Georgia has a number of restrictions on local law enforcement regarding the use of speed detection devices.  It is worth noting that these laws were motivated by the bad press the state got in the late 1960's from the traffic operations of law enforcement in the south Georgia community of Ludowici.  That tale is told much better than I could in an article published in The Oxford American.  At that time, the community was on the primary north-south artery for Northerners traveling to and from the sunny beaches of Florida. With a remote controlled traffic light and other underhanded law enforcement techniques, the town tried to make sure they got a part of those vacation dollars.

Each law enforcement agency in the state has to obtain a permit from the state to operate speed detection equipment, whether radar or laser.

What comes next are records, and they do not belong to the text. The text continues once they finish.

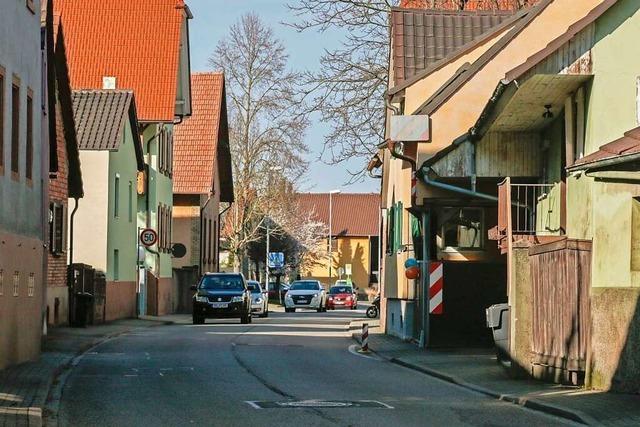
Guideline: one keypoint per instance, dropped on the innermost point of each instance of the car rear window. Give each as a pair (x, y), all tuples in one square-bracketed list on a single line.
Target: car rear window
[(222, 283), (305, 286), (254, 287)]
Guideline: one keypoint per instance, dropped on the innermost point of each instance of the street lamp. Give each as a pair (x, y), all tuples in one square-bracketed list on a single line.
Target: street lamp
[(331, 193), (266, 264)]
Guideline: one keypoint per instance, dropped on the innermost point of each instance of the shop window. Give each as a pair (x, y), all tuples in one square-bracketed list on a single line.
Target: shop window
[(463, 228)]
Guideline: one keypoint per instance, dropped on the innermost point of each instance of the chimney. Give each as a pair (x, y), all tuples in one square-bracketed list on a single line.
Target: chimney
[(108, 82), (415, 4)]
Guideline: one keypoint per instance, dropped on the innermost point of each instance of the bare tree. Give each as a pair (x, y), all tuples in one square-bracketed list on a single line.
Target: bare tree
[(266, 133), (348, 90)]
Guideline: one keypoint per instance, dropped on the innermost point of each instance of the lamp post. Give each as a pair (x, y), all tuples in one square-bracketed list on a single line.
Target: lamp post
[(266, 259), (331, 193)]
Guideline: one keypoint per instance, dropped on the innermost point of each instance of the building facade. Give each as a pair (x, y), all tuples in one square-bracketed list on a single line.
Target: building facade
[(24, 165), (150, 55)]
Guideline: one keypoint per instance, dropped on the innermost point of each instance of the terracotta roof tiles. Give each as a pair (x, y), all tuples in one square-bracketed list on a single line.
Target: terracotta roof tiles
[(196, 138), (138, 42)]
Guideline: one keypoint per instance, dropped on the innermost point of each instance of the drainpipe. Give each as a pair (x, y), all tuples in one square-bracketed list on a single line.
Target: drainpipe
[(73, 214), (218, 237)]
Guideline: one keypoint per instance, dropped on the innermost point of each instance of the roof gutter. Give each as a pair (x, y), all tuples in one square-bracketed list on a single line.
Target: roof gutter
[(605, 163), (423, 174)]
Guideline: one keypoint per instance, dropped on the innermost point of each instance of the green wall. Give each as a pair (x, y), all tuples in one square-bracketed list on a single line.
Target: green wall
[(122, 229)]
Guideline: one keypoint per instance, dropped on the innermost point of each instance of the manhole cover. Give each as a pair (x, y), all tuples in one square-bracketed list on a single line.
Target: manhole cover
[(320, 404)]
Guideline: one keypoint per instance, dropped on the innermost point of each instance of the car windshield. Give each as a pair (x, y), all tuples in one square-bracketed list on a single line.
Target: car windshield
[(222, 283), (305, 286), (254, 287)]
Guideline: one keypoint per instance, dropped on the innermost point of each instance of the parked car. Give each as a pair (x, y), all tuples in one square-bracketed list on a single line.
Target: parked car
[(259, 299), (221, 295), (354, 289), (305, 294), (341, 297)]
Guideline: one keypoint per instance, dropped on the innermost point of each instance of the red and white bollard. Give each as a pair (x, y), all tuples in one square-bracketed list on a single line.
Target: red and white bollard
[(365, 338)]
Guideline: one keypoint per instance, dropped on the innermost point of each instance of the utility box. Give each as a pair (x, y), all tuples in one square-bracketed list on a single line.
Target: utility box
[(498, 316)]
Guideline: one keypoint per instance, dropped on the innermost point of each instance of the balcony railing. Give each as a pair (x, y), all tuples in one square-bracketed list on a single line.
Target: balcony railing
[(528, 212)]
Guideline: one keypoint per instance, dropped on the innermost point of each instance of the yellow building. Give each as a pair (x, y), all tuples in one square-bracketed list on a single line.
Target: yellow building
[(354, 220)]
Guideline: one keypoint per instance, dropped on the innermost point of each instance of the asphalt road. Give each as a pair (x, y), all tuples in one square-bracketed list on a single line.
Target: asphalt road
[(218, 373)]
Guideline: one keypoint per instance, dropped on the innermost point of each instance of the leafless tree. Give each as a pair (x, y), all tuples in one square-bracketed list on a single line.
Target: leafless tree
[(348, 89), (267, 127)]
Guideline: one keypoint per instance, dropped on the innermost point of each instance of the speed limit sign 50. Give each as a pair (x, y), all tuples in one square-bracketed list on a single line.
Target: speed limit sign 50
[(148, 237)]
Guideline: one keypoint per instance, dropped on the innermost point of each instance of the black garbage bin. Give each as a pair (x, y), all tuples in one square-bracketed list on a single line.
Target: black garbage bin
[(84, 303), (498, 321)]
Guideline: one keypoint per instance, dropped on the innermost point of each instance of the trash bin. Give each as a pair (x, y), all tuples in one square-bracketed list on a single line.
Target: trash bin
[(84, 304), (498, 321)]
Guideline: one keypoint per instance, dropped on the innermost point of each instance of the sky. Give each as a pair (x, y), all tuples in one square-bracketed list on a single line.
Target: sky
[(211, 22)]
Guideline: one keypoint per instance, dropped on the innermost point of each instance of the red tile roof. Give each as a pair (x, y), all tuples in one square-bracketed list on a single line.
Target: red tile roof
[(195, 140), (353, 214), (628, 144), (138, 42)]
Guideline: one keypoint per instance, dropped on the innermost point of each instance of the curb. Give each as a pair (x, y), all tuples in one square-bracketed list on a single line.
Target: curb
[(532, 404), (48, 414)]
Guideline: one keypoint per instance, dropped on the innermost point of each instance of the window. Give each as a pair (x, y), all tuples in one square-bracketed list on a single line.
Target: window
[(15, 128), (463, 228), (130, 195), (29, 152), (57, 228), (31, 285), (116, 264), (1, 121), (116, 197), (16, 283)]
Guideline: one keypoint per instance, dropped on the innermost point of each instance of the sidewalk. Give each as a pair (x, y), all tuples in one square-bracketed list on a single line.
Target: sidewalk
[(477, 370), (24, 388)]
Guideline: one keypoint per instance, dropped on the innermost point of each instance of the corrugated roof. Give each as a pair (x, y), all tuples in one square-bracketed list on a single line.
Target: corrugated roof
[(627, 145), (195, 140), (138, 42), (353, 214), (423, 37)]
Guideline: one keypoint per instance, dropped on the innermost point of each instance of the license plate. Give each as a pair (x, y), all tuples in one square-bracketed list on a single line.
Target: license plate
[(219, 304)]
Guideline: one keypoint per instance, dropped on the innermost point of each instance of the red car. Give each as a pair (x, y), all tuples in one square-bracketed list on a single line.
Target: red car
[(341, 297)]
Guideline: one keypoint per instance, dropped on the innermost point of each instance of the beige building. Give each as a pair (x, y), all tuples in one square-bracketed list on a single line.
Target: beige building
[(355, 225)]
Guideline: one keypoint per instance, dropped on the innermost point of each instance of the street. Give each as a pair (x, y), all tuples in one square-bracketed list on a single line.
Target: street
[(222, 372)]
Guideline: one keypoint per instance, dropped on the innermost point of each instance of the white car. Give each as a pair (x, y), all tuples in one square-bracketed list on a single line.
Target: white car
[(305, 294)]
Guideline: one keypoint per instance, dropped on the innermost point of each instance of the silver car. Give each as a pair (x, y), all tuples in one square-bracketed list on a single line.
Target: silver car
[(259, 299), (305, 294)]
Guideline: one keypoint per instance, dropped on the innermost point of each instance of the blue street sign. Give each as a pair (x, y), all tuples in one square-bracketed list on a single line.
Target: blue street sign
[(276, 259)]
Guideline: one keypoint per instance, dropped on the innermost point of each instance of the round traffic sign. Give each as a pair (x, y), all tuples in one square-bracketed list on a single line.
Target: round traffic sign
[(148, 237)]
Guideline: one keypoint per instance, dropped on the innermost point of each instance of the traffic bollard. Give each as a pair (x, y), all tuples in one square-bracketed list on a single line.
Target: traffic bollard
[(365, 337)]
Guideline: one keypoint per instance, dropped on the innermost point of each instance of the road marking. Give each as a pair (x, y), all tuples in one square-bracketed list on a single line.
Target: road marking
[(318, 404), (353, 349)]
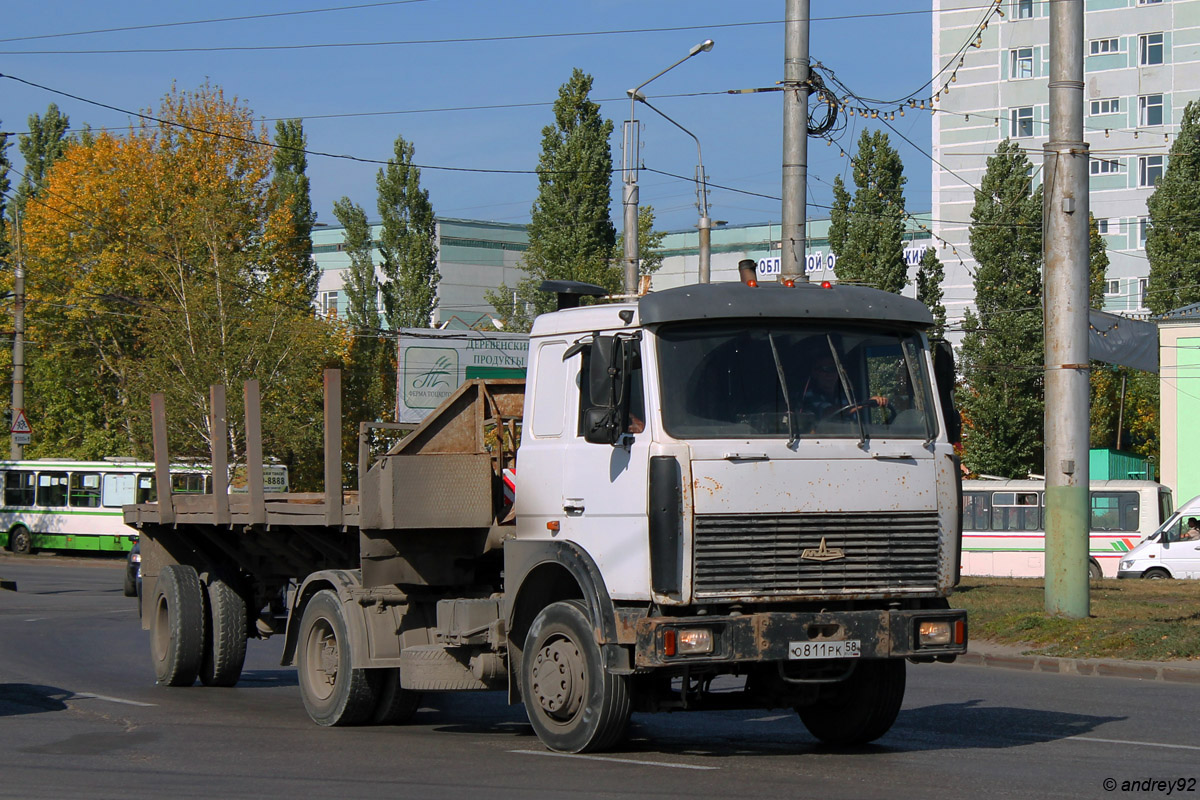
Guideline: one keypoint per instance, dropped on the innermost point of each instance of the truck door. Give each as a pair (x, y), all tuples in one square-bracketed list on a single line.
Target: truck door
[(605, 489)]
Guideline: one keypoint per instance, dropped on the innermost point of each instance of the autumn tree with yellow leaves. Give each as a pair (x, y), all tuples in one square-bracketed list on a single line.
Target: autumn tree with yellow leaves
[(153, 262)]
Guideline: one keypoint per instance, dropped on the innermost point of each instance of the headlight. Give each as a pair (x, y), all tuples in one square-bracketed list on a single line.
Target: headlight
[(687, 642)]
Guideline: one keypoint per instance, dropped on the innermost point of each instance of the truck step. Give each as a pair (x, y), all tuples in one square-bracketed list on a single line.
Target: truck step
[(438, 668)]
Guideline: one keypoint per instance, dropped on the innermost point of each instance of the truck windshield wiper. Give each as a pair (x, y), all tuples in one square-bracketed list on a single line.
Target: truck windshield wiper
[(793, 425), (850, 392)]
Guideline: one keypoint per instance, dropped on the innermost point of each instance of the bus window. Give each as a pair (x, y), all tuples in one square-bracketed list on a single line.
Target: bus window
[(118, 491), (1015, 511), (18, 488), (52, 489), (84, 491), (1115, 511), (189, 483), (975, 511), (147, 492)]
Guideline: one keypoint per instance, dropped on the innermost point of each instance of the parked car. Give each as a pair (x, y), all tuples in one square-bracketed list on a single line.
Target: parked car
[(1169, 552), (133, 572)]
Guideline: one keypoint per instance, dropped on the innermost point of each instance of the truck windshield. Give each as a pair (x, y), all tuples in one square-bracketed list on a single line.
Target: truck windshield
[(783, 379)]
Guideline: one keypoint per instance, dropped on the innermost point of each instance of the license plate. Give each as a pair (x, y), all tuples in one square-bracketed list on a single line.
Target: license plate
[(844, 649)]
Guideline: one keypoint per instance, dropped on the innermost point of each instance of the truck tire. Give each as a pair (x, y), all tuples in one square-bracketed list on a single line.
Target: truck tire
[(177, 629), (21, 541), (573, 703), (859, 709), (225, 645), (394, 703), (334, 692)]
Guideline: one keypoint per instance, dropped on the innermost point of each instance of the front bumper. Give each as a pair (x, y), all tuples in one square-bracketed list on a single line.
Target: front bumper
[(769, 636)]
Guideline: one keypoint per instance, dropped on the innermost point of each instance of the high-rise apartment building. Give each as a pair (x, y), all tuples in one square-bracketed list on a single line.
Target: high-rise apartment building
[(1141, 68)]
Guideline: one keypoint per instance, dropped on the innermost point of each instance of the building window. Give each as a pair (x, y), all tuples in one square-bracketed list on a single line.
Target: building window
[(1150, 170), (1150, 110), (329, 304), (1021, 122), (1150, 49), (1020, 62)]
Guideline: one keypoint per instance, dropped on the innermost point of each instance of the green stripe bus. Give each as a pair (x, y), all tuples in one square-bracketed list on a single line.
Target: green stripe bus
[(76, 505)]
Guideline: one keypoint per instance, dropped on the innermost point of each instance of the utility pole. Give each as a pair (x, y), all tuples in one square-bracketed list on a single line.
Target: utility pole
[(1065, 167), (796, 139), (17, 450)]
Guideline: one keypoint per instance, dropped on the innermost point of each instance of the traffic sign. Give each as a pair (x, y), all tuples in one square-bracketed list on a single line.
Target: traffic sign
[(21, 422)]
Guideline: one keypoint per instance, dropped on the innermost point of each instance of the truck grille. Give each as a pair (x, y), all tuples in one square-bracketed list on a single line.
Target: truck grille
[(760, 554)]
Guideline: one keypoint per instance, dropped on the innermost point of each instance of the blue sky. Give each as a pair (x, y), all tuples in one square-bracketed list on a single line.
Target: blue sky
[(357, 98)]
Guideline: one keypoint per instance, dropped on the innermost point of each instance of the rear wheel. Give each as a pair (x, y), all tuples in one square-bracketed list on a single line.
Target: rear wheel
[(21, 541), (225, 647), (334, 692), (177, 629), (859, 709), (573, 703)]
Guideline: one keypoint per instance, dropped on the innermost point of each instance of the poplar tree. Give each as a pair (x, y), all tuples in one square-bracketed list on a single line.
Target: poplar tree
[(571, 236), (295, 274), (1001, 361), (1173, 241), (370, 368), (407, 242), (930, 275), (43, 145), (867, 234)]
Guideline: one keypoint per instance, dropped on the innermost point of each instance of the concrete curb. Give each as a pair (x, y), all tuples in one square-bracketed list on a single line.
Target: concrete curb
[(1185, 672)]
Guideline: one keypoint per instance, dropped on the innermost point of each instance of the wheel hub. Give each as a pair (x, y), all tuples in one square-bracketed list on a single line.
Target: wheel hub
[(558, 680), (328, 660)]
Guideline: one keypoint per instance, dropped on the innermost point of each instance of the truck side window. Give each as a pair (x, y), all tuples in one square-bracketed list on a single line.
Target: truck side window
[(636, 392)]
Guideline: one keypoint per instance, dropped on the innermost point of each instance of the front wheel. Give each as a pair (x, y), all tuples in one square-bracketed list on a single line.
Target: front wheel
[(573, 703), (334, 692), (21, 541), (859, 709)]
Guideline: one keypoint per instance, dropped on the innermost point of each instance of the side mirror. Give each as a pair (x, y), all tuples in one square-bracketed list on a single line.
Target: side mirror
[(943, 376), (600, 426), (606, 415)]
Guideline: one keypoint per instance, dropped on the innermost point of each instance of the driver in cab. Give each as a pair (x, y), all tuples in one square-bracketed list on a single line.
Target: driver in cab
[(825, 396)]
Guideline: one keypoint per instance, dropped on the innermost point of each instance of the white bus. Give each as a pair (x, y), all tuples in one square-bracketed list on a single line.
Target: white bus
[(76, 505), (1003, 533)]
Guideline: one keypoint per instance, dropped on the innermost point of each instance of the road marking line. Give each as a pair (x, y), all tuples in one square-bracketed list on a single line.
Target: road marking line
[(89, 696), (617, 761), (1042, 738), (1144, 744)]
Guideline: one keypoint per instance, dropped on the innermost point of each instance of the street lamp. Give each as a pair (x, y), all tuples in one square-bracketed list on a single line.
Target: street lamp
[(706, 224), (629, 170)]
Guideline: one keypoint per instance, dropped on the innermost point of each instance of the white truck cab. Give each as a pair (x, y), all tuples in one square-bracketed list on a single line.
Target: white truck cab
[(1168, 552)]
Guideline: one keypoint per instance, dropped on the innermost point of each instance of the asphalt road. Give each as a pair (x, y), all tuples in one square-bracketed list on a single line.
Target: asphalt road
[(82, 717)]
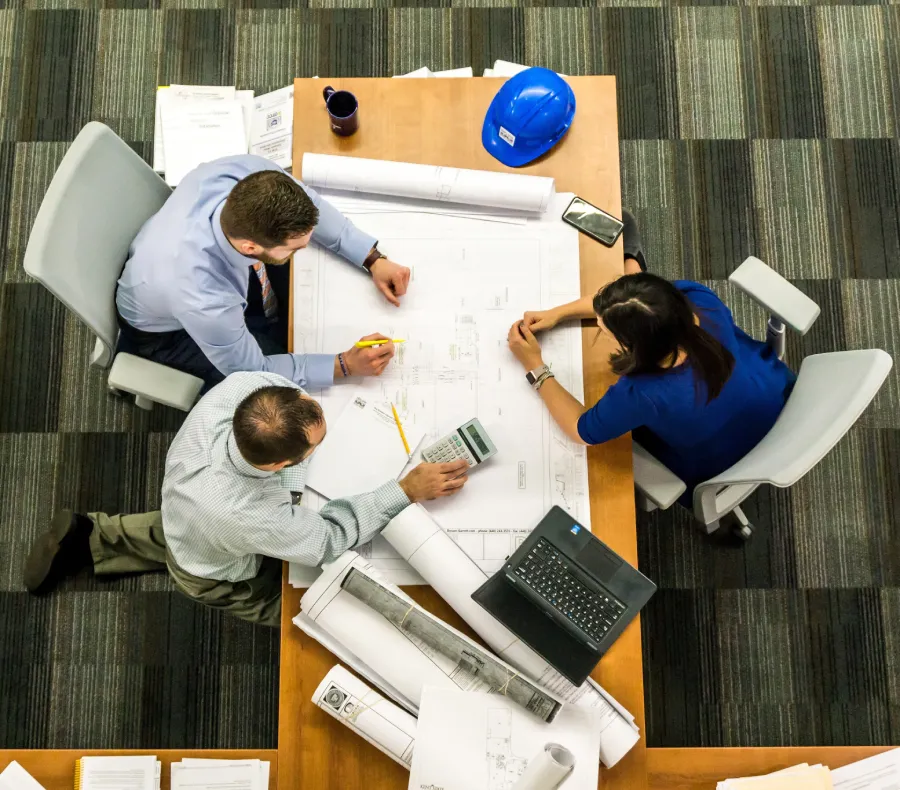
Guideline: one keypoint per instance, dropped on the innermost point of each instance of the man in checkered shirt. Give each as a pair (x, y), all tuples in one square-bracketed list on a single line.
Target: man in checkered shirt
[(230, 505)]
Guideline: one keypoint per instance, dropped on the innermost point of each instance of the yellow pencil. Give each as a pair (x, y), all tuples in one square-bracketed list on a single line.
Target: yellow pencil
[(370, 343), (400, 428)]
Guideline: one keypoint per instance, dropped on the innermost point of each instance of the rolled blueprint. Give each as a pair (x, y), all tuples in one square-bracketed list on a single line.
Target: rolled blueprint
[(437, 635), (403, 661), (387, 727), (429, 182), (432, 553), (547, 770)]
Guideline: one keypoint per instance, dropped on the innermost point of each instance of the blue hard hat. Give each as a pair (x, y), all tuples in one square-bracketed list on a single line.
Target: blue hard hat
[(528, 116)]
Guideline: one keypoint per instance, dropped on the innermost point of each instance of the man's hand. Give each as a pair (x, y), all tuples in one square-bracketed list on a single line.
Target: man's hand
[(539, 320), (391, 279), (524, 346), (430, 481), (369, 361)]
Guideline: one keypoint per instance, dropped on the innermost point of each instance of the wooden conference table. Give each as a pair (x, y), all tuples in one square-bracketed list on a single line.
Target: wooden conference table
[(438, 121)]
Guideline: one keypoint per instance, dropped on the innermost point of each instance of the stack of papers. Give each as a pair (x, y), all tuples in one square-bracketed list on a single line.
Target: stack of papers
[(202, 774), (881, 772), (199, 123), (138, 772)]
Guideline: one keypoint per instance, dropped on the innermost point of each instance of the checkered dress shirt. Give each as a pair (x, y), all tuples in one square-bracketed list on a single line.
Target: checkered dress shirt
[(221, 515)]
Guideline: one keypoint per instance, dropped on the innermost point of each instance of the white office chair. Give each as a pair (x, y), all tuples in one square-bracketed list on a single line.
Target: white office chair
[(99, 198), (831, 392)]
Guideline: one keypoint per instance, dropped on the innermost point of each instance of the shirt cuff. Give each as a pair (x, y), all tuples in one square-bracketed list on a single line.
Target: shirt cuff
[(319, 370), (357, 246)]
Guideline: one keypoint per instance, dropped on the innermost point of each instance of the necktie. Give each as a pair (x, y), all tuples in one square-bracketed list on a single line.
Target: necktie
[(270, 303)]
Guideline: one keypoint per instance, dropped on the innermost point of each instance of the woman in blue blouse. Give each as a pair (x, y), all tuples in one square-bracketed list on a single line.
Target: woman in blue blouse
[(698, 392)]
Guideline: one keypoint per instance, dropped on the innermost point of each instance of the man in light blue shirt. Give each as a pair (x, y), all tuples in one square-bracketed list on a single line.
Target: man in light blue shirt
[(204, 289)]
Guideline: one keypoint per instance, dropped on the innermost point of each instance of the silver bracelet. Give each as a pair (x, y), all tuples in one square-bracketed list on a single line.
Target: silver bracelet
[(540, 382)]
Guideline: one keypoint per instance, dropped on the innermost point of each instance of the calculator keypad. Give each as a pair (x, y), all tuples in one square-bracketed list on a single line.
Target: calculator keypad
[(447, 450)]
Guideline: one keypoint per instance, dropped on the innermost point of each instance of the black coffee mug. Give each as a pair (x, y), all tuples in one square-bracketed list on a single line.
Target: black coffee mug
[(343, 111)]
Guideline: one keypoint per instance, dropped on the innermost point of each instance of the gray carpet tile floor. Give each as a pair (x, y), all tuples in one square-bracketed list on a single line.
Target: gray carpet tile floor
[(747, 128)]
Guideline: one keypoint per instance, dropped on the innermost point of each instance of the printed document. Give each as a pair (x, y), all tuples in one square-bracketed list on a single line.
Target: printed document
[(467, 741)]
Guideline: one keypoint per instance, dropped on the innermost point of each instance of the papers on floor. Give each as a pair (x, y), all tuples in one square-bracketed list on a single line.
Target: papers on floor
[(361, 451), (194, 773), (385, 725), (429, 182), (468, 741), (15, 777), (505, 68), (881, 772), (427, 72), (137, 772), (197, 123)]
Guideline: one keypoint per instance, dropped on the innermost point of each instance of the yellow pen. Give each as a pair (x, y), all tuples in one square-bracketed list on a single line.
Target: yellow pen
[(370, 343), (400, 428)]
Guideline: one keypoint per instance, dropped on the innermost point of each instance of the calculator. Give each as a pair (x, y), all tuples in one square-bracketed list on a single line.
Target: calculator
[(470, 442)]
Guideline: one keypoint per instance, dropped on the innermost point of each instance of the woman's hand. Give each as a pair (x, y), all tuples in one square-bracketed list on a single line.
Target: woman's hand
[(539, 320), (524, 346)]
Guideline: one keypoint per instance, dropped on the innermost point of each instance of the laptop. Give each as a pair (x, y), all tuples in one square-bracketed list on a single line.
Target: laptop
[(566, 594)]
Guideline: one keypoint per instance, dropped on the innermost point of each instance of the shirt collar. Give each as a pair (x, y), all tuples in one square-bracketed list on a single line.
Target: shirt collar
[(229, 253), (240, 463)]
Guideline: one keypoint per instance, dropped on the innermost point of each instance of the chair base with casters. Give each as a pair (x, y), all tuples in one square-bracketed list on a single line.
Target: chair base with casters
[(99, 198), (831, 392)]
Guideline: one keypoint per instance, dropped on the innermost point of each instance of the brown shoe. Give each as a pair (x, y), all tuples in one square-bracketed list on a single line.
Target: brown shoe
[(60, 552)]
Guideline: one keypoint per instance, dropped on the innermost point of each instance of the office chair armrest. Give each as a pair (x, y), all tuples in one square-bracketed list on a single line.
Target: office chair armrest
[(654, 480), (785, 301), (155, 382)]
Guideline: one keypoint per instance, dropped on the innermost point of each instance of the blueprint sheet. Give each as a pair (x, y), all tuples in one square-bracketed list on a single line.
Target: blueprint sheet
[(470, 280)]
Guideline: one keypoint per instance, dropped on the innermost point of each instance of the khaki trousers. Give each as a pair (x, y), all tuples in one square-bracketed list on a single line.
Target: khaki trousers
[(136, 544)]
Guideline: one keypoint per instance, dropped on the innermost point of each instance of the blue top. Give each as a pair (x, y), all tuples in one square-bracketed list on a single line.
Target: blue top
[(695, 439), (182, 273)]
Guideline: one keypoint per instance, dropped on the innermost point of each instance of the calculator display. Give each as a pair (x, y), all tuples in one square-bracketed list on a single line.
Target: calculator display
[(479, 442)]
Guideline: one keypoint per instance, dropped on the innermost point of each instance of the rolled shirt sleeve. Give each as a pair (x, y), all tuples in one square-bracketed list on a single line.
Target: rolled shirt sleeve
[(297, 534), (223, 337), (337, 233)]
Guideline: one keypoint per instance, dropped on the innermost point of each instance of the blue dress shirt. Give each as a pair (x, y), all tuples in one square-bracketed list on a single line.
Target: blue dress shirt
[(695, 439), (182, 273)]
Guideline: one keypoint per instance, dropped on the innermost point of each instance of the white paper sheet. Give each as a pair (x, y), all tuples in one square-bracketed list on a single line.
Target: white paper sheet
[(171, 93), (429, 182), (361, 451), (456, 365), (468, 741), (419, 539), (881, 772), (263, 767), (233, 776), (195, 132), (386, 726), (133, 772), (15, 777), (272, 129)]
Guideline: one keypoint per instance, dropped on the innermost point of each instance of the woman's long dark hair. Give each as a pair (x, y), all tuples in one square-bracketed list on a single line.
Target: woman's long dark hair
[(653, 320)]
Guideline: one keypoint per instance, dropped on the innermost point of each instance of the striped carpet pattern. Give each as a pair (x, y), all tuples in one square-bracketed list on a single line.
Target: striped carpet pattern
[(755, 127)]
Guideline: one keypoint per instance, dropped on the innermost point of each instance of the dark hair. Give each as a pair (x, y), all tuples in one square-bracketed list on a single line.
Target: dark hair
[(652, 320), (272, 425), (268, 208)]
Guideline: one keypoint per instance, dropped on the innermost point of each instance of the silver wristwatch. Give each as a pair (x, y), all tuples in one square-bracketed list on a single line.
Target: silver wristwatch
[(536, 376)]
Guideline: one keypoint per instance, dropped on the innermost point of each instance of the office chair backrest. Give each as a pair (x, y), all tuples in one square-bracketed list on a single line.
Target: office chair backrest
[(831, 392), (99, 198)]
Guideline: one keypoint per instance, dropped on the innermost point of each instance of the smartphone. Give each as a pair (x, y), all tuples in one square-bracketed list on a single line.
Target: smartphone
[(593, 221)]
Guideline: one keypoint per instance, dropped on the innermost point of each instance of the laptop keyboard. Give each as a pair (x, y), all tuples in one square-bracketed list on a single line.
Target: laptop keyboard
[(546, 571)]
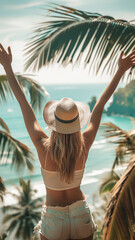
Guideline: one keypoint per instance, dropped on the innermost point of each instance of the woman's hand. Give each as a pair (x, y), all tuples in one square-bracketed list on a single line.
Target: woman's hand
[(5, 57), (127, 62)]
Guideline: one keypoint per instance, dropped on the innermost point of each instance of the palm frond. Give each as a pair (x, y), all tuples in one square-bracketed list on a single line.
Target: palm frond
[(119, 221), (37, 93), (22, 218), (72, 34), (20, 154)]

Those permits are only available to qualifying full time law enforcement agencies.  They require the local government authority to post warning signs that such equipment is in use.  Operators of the equipment must be properly trained and permitted.  Equipment must be calibrated according to a strict schedule.  These rules do not apply to the Georgia State Patrol.  the state permit details the roadways on which the agency is authorized to operate speed detection devices.

A stationary patrol vehicle can only operate a speed detection device if the patrol vehicle is visible for a distance of at least 500 feet.  In other words, no hiding behind shrubs, billboards or other obstructions.  OCGA 40-14-7.

County, city and campus officers cannot make a charge unless the speed detected is more than 10 mph over the speed limit and a person cannot be convicted of speeding 10 mph or less over the speed limit based on a speed detection device reading.  OCGA 40-14-8.  The only exception to this rule is in school zones, marked historic districts and properly marked residential districts.  A district is not considered a residential district if the speed limit is 35 miles per hour or more.  The school zone rule covers from one hour before school start, during the school day, and up to one hour after school ends.  That exception can be extended for afterschool programs.  

Speed detection devices cannot be used by local law enforcement within certain distances of the required signage.  The distances are 300 feet from a reduction of speed limit sign inside city limits or within 600 feet of a reduction of speed limit sign outside city limits.  OCGA 40-14-9.

Speed detection devices cannot be used by local law enforcement on any portion of a highway which has a grade in excess of 7 percent.  Note:  the state permits will often exclude these sections of roads from the state permits, so that is one way to determine if the grade is steep enough to qualify.  For initial determinations, I use a four foot level and a yardstick.  If it is a state highway, you can often send off to Georgia DOT for the road plans that will show the grade of the road.  Otherwise, if I think the road is too steep, I will then hire a surveyor to shoot the elevations in segments of the roadway, so that I have a witness and an exhibit to show the grade.  I did this several years ago for a local hill and beat the speeding ticket and then was able to use the survey to beat a DUI charge where the reason for the stop was speeding based on radar.  The grade rule applies to both stationary and moving speed detection devices.